How to bounce your canon permutation

TL;DR

This paper introduces a new class of descent polynomials for canon permutations derived from Dyck paths, revealing their palindromic nature, degree related to peaks, and connections to Dyck paths with maximum descents.

Contribution

It refines descent polynomials for canon permutations by establishing their palindromic property, degree, and combinatorial interpretations linked to Dyck paths and posets.

Findings

The descent polynomial $C_d$ is palindromic and has no internal zeros.

The degree of $C_d$ equals the number of peaks in the bounce path of $d$.

Maximizers of descents correspond to Dyck paths below $d$ satisfying a valley condition.

Abstract

We study a new class of palindromic descent polynomials. Given a Dyck path $d$ of semilength $n$ and a permutation $\sigma$ of size $n$, one can label the up-steps and down-steps of $d$ with the elements of $\sigma$. The labeled Dyck path determines a multiset permutation called a canon (or nonnesting) permutation.
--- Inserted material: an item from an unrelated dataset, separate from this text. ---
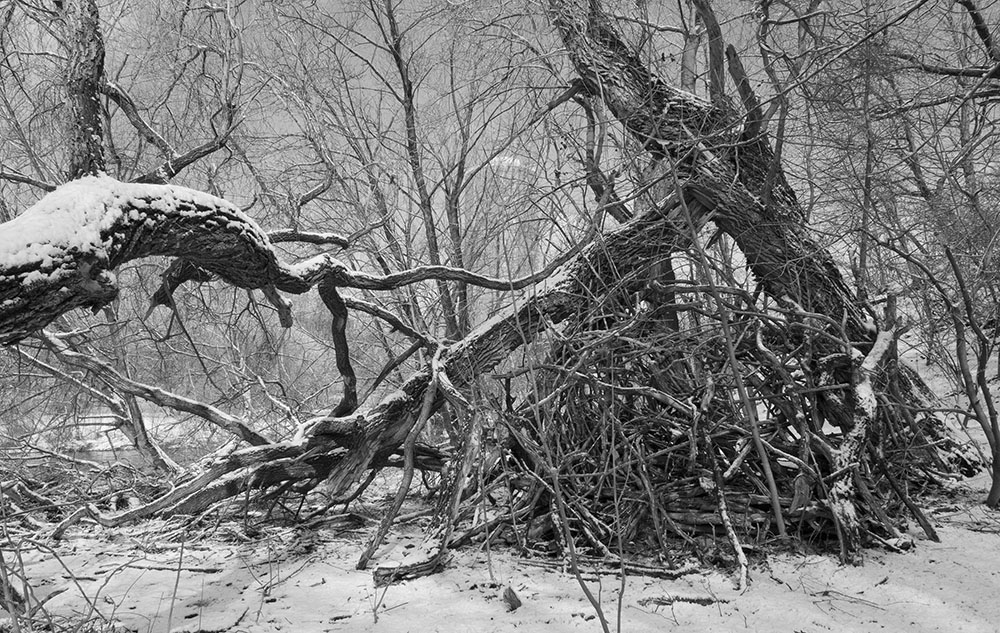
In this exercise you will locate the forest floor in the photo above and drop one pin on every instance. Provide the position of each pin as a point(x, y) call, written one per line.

Such permutations arise as linear extensions of posets and as regions of hyperplane arrangements. Elizalde showed that the descent polynomial for all canon permutations of fixed length factors as a product of an Eulerian and a Narayana polynomial. We refine these polynomials by associating to $d$ a descent polynomial $C_d$ over the canon permutations obtained from $d$. We prove that $C_d$ is palindromic and free of internal zeros, though not unimodal in general. Its degree is determined by the number of peaks in the bounce path of $d$. We establish a correspondence between canon permutations attaining the maximum number of descents and Dyck paths below $d$ in the Dyck lattice satisfying a valley condition. Each such path contributes a number of maximizers equal to the number of linear extensions of an associated poset, yielding a combinatorial interpretation of the leading coefficient of $C_d$.